On Wednesday Intel shifted its Tera-scale Computing Research Program into second gear by demonstrating a 48-core x86 processor. The company is intending to use the new chip as a research platform for the purpose of lighting a fire under manycore computing.
According to Intel, the new chip boasts 1.3 billion transistors and is built on 45nm CMOS technology. Its distinction is that it contains the largest number of Intel Architecture (IA) cores ever assembled on a single microprocessor. As such, it represents the sequel to Intel’s 2007 “Polaris” 80-core prototype that was based on simple floating point units. While the latter chip was said to reach 2 teraflops, the company is not talking about performance for the 48-core version.
It’s worth mentioning that Intel is not blazing completely new territory here.
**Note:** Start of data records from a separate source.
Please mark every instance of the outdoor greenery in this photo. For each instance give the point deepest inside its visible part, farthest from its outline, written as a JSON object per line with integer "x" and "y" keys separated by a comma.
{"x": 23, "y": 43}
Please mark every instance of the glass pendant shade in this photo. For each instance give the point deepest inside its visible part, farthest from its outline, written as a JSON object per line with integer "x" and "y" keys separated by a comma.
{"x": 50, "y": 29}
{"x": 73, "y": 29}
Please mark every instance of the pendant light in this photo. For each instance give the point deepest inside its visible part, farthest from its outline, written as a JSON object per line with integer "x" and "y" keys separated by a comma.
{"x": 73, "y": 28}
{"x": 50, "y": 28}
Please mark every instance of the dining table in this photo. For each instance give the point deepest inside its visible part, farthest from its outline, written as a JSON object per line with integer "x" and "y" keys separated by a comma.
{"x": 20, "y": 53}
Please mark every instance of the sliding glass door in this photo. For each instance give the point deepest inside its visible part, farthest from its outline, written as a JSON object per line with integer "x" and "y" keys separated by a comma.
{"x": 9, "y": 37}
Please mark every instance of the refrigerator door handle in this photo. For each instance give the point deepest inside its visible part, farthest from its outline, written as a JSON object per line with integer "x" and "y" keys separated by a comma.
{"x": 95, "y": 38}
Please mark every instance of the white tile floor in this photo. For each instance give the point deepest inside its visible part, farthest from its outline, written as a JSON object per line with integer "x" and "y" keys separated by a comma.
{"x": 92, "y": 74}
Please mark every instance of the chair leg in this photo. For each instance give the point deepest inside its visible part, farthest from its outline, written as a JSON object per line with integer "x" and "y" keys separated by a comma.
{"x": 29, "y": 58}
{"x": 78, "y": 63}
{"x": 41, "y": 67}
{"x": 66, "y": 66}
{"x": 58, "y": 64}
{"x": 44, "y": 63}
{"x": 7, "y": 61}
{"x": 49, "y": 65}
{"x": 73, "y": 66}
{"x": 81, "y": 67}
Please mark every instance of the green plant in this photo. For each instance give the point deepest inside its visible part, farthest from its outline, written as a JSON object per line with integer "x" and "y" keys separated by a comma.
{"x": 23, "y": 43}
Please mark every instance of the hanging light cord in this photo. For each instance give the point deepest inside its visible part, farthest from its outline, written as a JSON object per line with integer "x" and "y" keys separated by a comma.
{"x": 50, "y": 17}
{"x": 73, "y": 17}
Tilera already offers 32- and 64-core general-purpose processors (albeit non-x86) and previewed a 100-core version in October. Those chips are aimed at digital multimedia applications, networking gear, wireless infrastructure, and cloud computing.
Intel’s 48-core offering is not intended for commercial use at all. Rather it will be used to help software researchers figure out how real applications can scale from dozens to thousands of cores. It can also be used as a testbed to experiment with new parallel computing models and applications. Intel plans to distribute at least a 100 of the experimental chips to commercial and academic researchers. Since the new chip incorporates “fully functional” IA (32-bit) cores, existing software should port with relative ease.
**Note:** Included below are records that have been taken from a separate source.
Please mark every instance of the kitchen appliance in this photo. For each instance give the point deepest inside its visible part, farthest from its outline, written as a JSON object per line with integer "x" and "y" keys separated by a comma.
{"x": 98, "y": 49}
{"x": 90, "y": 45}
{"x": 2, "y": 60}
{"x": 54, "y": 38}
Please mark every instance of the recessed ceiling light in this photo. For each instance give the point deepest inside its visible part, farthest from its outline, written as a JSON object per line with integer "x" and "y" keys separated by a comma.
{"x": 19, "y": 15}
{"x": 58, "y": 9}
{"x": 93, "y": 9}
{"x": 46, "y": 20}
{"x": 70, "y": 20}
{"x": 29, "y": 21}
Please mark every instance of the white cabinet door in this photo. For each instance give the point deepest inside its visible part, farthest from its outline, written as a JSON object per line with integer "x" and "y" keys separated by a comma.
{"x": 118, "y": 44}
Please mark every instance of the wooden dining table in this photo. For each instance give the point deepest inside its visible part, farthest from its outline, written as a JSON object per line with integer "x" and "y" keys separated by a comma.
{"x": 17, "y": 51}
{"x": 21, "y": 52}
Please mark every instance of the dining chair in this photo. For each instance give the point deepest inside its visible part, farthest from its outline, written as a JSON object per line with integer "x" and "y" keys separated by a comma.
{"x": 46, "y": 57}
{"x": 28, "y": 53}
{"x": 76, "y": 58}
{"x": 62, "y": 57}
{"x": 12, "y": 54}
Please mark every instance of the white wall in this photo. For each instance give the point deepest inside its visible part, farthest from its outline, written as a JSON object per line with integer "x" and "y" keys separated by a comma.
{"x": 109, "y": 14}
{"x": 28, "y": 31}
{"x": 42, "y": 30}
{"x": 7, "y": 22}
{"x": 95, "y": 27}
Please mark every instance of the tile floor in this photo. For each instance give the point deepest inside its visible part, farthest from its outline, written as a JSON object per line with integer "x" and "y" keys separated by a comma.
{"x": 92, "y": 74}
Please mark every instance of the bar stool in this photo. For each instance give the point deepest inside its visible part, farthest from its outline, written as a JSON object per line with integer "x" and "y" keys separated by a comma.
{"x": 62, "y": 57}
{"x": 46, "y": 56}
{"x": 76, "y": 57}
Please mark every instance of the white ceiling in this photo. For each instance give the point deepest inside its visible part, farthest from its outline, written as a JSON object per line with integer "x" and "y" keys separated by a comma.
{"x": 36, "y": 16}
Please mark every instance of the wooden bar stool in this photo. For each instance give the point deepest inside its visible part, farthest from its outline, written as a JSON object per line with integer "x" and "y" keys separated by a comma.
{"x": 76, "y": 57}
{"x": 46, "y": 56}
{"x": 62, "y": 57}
Intel is labeling the device a “Single-chip Cloud Computer” (SCC), presumably to emphasize the processor’s resemblance to a shrink-wrapped datacenter. It’s probably more accurate to simply call it a cluster-on-a-chip, considering it is essentially a bunch of cores hooked together by an on-chip network. Specifically, the processor contains 24 dual-core tiles, arranged in a two-dimensional 6-by-4 layout. Main memory is accessed via four on-chip DDR3 memory controllers. Each tile comes with its own router that connects the tiles to the network fabric.
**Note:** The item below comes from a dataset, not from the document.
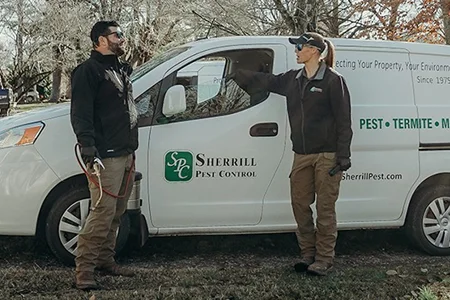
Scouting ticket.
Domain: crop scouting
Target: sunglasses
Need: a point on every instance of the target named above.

Probably the most important feature of the network is its hardware support for message passing, which should provide a very high-performance environment for many cluster applications. Alternatively, a software-managed shared-memory model may be employed by codes that communicate via global data.
Each core contains its own L2 cache. But unlike most modern CPU designs, the SCC doesn’t offer hardware cache coherence. Instead, it offloads that task to the software, which has to coordinate reads and writes between all the caches. In this case, Intel opted to trade off programming ease with hardware simplicity.
Fine-grained power management allows the processor to scale from a low of 25 watts up to a maximum of 125 watts. Each tile can run at a different frequency, while each row of four tiles can be run at a different voltage. There’s also voltage and frequency controls for the network and the memory controllers. Like cache coherence, all power management is controlled via software.
The potential application area is actually much larger than the examples cited above. Given that CPUs with dozens of cores will eventually be a mainstay across most IT market segments, it is anticipated that new parallel computing applications will emerge as manycore makes its way from servers into the desktop and mobile arena. At least that’s what Intel is hoping.
Details about the new microprocessor will be formally presented at the International Solid-State Circuits Conference on February 8 in San Francisco.